Il carcere minorile di Catanzaro è stato teatro di un’escalation di tensioni e disordini che hanno messo a dura prova la sicurezza e l’equilibrio dell’istituto.
L’episodio scatenante, avvenuto durante l’ora d’aria due giorni fa, ha visto un giovane detenuto di origine magrebina tentare una fuga, supportato da altri compagni in una dinamica che inizialmente si è manifestata come una simulazione di rissa.

Questo gesto ha innescato un rifiuto generalizzato da parte dei detenuti a rientrare nelle celle, preannunciando una situazione di potenziale rivolta.
La gestione della crisi, come sottolineato dai rappresentanti del Sindacato Autonomo Polizia Penitenziaria (Sappe), Fabio Menzica, Giovanni Battista Durante e Francesco Ciccone, è stata resa possibile solo grazie all’intervento rapido e coordinato del personale in servizio e di rinforzi provenienti dalla centrale.

L’episodio ha ulteriormente esacerbato un clima di crescente disagio e insicurezza che da tempo affligge il corpo di guardia.
Le criticità strutturali e gestionali che emergono da questa situazione sono molteplici e complesse.

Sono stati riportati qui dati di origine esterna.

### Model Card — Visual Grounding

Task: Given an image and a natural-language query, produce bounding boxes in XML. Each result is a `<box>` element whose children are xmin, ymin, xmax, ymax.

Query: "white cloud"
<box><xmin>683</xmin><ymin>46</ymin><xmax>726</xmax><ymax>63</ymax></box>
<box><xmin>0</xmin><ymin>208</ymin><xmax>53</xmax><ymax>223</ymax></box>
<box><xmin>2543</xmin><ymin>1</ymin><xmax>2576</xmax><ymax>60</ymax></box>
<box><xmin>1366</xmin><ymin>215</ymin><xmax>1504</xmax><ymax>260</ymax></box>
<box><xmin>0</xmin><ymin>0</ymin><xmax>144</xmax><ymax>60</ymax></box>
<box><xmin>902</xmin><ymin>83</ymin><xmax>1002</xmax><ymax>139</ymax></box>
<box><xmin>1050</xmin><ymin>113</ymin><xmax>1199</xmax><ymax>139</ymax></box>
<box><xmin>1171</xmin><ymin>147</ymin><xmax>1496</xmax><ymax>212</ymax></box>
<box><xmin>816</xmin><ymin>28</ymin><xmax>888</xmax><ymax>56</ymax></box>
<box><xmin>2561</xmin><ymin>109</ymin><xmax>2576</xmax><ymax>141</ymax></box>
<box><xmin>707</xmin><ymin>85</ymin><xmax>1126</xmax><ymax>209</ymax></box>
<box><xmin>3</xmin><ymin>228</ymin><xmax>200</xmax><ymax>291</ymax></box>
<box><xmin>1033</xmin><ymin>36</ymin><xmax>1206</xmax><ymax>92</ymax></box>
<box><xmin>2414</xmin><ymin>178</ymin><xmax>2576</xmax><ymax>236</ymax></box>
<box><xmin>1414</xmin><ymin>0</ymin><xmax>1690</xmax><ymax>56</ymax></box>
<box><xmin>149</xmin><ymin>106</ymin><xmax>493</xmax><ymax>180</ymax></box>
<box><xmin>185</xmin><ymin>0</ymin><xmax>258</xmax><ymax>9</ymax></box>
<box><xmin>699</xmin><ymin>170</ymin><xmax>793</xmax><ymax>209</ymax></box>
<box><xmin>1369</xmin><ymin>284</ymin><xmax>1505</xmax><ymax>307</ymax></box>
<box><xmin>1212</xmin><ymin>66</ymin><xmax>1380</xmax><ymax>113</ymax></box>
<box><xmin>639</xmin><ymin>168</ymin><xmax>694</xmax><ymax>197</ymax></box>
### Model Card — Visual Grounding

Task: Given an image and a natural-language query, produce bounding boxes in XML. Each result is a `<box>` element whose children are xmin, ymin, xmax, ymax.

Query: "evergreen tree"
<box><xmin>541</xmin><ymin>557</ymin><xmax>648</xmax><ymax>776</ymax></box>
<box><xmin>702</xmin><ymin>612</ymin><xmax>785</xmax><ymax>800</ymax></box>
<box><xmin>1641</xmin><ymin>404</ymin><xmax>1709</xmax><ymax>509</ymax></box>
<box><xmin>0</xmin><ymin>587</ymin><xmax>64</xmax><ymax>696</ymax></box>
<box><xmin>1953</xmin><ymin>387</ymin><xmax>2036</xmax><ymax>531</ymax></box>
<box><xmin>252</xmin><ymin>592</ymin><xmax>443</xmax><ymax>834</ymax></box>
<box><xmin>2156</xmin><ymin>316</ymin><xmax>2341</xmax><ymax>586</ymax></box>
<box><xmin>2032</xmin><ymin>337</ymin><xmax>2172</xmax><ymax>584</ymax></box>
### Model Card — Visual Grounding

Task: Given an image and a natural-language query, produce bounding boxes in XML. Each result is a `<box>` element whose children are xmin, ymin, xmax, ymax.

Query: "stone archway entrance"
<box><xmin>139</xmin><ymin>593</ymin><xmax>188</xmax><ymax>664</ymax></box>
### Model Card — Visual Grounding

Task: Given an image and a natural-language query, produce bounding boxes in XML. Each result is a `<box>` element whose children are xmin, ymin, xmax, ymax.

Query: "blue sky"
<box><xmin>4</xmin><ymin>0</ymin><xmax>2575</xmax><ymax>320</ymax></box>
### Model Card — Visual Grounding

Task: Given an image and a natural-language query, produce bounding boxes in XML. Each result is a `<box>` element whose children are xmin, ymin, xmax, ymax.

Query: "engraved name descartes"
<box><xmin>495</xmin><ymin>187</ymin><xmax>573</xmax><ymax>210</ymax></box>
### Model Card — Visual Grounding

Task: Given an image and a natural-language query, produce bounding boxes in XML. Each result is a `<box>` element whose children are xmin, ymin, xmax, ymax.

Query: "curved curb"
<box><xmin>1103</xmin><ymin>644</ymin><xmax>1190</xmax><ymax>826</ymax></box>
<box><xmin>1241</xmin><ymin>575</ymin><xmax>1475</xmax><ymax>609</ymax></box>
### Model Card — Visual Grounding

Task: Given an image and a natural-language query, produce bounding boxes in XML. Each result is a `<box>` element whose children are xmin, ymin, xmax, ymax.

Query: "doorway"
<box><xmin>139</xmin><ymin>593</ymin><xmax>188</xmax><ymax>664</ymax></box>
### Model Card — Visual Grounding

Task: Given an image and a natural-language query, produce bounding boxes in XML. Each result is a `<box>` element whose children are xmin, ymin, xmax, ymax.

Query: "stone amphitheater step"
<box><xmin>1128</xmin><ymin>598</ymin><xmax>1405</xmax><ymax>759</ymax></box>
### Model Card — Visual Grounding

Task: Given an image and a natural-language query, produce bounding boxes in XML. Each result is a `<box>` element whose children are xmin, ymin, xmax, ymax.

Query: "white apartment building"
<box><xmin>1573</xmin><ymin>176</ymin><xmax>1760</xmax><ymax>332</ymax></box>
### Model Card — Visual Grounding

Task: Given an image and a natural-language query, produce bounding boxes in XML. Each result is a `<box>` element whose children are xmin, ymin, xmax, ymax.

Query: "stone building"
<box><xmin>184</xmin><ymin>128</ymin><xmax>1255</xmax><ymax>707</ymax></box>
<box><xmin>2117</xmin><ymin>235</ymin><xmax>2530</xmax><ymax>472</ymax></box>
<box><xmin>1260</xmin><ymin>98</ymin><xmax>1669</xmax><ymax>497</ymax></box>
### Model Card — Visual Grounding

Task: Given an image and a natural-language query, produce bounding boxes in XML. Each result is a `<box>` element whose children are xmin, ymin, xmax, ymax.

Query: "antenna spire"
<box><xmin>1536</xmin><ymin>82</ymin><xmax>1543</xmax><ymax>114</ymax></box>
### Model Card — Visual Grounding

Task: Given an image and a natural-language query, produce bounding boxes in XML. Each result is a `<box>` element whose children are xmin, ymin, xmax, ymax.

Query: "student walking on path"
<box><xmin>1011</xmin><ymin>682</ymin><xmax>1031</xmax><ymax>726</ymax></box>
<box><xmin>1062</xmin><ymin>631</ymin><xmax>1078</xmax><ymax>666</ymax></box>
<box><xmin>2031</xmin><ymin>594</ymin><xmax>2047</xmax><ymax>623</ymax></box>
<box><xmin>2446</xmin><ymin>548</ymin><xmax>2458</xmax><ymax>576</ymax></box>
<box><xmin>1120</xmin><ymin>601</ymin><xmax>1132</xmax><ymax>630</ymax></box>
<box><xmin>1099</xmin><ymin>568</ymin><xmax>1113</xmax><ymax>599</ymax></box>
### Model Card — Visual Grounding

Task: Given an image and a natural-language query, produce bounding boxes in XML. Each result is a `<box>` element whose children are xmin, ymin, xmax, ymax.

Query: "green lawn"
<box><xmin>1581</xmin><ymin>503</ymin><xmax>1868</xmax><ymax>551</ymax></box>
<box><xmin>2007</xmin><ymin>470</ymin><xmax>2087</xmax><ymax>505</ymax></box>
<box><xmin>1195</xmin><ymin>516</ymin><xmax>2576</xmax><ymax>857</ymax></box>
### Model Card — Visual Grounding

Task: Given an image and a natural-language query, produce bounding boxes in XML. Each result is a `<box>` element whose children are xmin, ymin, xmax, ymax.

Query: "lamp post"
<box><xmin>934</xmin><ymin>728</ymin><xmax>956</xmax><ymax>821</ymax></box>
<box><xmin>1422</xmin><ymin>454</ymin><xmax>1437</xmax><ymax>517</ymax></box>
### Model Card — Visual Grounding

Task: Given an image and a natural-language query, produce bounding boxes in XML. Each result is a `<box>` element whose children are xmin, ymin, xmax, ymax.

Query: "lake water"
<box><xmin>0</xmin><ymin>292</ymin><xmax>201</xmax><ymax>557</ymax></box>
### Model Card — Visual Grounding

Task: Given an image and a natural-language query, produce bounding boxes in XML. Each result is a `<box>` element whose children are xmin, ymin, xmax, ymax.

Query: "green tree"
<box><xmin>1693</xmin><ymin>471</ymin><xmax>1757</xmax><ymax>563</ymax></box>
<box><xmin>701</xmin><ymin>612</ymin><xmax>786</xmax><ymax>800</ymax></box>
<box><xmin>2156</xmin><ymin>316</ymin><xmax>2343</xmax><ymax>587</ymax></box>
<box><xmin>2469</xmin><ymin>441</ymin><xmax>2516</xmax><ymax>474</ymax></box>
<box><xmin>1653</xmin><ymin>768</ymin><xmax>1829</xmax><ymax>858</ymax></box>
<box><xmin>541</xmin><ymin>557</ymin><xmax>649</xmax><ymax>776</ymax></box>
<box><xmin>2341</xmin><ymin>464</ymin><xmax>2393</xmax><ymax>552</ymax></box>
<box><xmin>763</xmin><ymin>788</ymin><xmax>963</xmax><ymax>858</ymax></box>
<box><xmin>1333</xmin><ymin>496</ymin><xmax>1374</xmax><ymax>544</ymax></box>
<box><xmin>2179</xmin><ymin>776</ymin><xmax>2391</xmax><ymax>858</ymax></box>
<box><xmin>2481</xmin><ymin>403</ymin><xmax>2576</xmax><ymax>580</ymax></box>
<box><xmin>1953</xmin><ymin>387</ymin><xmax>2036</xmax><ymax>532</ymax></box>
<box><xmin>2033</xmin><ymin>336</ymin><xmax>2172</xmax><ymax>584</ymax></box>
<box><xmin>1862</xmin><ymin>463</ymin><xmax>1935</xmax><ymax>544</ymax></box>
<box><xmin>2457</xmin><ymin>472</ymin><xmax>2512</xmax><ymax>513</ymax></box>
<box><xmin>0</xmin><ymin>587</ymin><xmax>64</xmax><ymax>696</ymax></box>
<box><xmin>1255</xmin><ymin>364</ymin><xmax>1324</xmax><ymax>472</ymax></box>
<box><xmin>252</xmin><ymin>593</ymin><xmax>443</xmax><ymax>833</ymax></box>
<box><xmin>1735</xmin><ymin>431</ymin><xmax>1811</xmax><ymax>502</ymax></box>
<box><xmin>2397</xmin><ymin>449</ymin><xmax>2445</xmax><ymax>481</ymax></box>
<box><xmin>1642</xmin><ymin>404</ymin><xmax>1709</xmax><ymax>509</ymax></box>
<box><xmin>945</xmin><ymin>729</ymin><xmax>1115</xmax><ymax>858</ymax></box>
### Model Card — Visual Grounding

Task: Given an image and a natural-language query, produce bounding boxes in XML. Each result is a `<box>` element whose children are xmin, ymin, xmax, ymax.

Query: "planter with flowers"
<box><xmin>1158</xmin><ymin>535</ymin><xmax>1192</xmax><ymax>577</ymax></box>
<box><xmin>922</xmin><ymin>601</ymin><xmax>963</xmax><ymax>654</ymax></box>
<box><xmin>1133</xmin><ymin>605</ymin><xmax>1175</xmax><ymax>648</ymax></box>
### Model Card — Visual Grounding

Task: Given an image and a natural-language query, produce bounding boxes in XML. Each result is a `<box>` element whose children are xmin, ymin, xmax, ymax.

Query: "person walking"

La sovraffollamento, con l’utilizzo di letti a castello per massimizzare la capienza, crea un ambiente claustrofobico e idoneo all’esplosione di tensioni.

La prevalenza di detenuti stranieri, superiore al 70% e trasferiti da altre strutture per motivi di sicurezza, introduce dinamiche culturali e sociali che rendono più difficile il controllo e la gestione.

Il sottodimensionamento dell’organico, con una carenza di 10 unità rispetto al necessario, costringe il personale a turni massacranti, che possono arrivare anche a 10 ore, e a rinunciare a congedi, riposi e ferie maturate, aggravando ulteriormente lo stress e il rischio di errori.
Questa situazione, combinata con la presenza di detenuti maggiorenni ancora inseriti in un contesto minorile, configura un paradosso che mina l’efficacia del sistema penitenziario.

I sindacalisti sollevano con forza la necessità di un intervento immediato e mirato, chiedendo il trasferimento dei maggiorenni in strutture adeguate e una revisione della legislazione che consente ai detenuti di permanere nelle sezioni minorili fino ai 25 anni.

Si tratta di un’anomalia giuridica che, lungi dall’agevolare il percorso di riabilitazione, favorisce il deterioramento delle condizioni di vita e l’aggravarsi dei comportamenti devianti.
La questione non è meramente operativa, ma tocca profondamente le fondamenta del sistema penitenziario, richiedendo un ripensamento complessivo in termini di risorse umane, infrastrutture e approccio alla pena.
La sicurezza degli operatori penitenziari e il futuro dei detenuti stessi dipendono da scelte politiche coraggiose e lungimiranti.